Just as time is the friend of a wonderful business, time also happens to be one of the greatest advantages for an investor. This is especially true for young investors who have many years to invest and reap the benefits of compounded returns.
Let's illustrate the power of compounded returns with an example. Say you stuff $100 under your mattress, and each year for the next five years you add another $50. After five years, you would have $350 (and a rather lumpy bed). However, if you instead invested that money in the stock market and it returned 5% each year -- well below the historical average of the S&P 500 -- you would have $417.72 after five years. If you kept this up for 10 years, you would have more than $800! Compounding returns are a wonderful thing, but they require time to have maximum benefit for investors.
2. On buying and holding
In fact, when we own portions of outstanding businesses with outstanding managements, our favorite holding period is forever.
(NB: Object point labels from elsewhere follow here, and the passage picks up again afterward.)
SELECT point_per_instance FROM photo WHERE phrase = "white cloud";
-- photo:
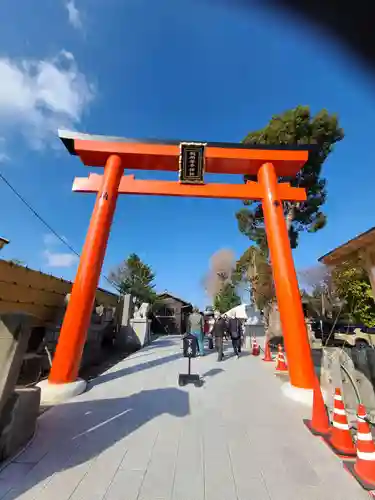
(73, 14)
(50, 240)
(57, 259)
(39, 96)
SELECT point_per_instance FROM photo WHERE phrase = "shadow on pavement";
(212, 372)
(128, 370)
(73, 433)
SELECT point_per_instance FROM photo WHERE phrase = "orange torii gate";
(191, 160)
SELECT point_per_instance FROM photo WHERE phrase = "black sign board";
(192, 163)
(190, 346)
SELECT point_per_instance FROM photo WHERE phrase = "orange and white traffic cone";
(363, 469)
(340, 439)
(256, 348)
(267, 352)
(281, 365)
(319, 424)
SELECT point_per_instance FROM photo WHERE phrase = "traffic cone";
(363, 469)
(256, 349)
(340, 439)
(267, 352)
(281, 365)
(319, 424)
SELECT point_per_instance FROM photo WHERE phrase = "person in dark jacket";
(195, 327)
(219, 331)
(235, 331)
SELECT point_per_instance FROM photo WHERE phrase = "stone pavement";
(135, 435)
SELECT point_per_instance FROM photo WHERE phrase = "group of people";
(216, 329)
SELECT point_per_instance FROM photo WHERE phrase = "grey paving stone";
(135, 435)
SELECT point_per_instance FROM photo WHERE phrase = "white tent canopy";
(246, 312)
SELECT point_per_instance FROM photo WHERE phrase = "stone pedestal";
(15, 332)
(19, 408)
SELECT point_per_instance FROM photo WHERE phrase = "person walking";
(234, 326)
(210, 324)
(195, 327)
(219, 331)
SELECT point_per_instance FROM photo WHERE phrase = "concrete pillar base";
(52, 394)
(303, 396)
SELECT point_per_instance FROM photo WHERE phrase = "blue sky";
(122, 67)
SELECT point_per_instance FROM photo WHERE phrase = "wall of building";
(37, 293)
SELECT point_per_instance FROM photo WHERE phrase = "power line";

We are just the opposite of those who hurry to sell and book profits when companies perform well but who tenaciously hang on to businesses that disappoint. Peter Lynch aptly likens such behavior to cutting the flowers and watering the weeds.
Look for businesses that seem poised to compete and grow for many years. Most importantly, if those businesses become great investments, don't rush to cut your gains short. Great investors like Buffett and Lynch measure gains in years and decades, not days or months.
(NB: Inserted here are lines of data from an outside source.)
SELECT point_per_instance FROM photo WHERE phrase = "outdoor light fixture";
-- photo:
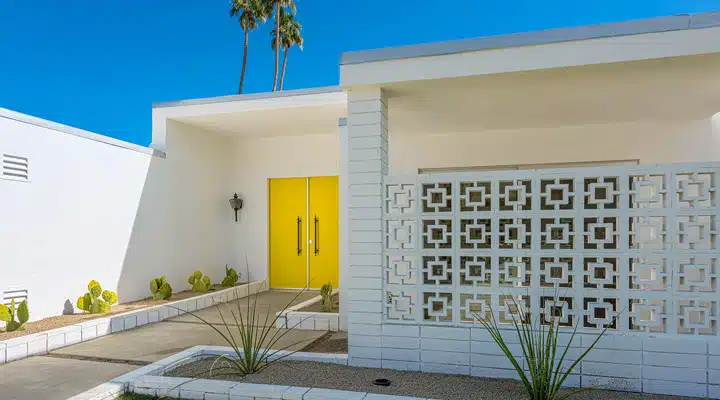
(236, 204)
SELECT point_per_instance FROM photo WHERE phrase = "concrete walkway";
(88, 364)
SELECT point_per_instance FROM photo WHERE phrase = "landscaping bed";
(317, 307)
(403, 383)
(72, 319)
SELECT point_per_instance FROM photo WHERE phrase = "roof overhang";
(291, 112)
(676, 36)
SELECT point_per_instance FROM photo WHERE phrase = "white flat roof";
(596, 31)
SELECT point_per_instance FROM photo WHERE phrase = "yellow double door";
(303, 232)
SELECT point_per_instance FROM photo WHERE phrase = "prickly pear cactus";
(160, 289)
(326, 293)
(96, 300)
(231, 277)
(8, 314)
(199, 283)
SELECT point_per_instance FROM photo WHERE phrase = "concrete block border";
(149, 381)
(313, 321)
(46, 341)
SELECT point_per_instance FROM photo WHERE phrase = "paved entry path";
(75, 369)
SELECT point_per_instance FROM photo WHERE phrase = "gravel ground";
(317, 308)
(72, 319)
(331, 342)
(416, 384)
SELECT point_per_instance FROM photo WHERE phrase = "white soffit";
(594, 44)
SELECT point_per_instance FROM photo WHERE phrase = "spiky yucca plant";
(539, 343)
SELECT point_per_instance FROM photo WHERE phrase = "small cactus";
(96, 300)
(199, 282)
(160, 289)
(326, 293)
(8, 314)
(231, 277)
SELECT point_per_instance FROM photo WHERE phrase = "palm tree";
(289, 36)
(279, 5)
(249, 13)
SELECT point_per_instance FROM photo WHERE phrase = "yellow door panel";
(324, 230)
(288, 233)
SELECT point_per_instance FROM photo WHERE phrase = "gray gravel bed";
(416, 384)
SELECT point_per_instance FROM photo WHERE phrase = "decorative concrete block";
(364, 340)
(675, 388)
(615, 356)
(365, 362)
(675, 374)
(401, 354)
(458, 346)
(444, 357)
(444, 368)
(330, 394)
(401, 365)
(612, 370)
(675, 360)
(612, 383)
(364, 352)
(682, 345)
(398, 342)
(445, 333)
3. On looking to the future
I never attempt to make money on the stock market. I buy on the assumption that they could close the market the next day and not reopen it for five years.
Find great businesses you would feel comfortable owning if the stock market shut down for five to 10 years. Short-term market movements are impossible to predict. Focus your investing energies on identifying quality businesses of which you would like to be a co-owner for many years.
For instance, during 1988 and 1989 Buffett invested just over $1 billion in Coca-Cola. Buffett was impressed by Coca-Cola CEO Roberto Goizueta and the growing global presence of the Coke brand. Buffett's Berkshire Hathaway still owns these Coca-Cola shares 35 years later, and they have gained more than 1,200% in value in the process.
Moral of the story: Focus our investments on businesses you're confident holding for many years, regardless of the short-term patterns of the market.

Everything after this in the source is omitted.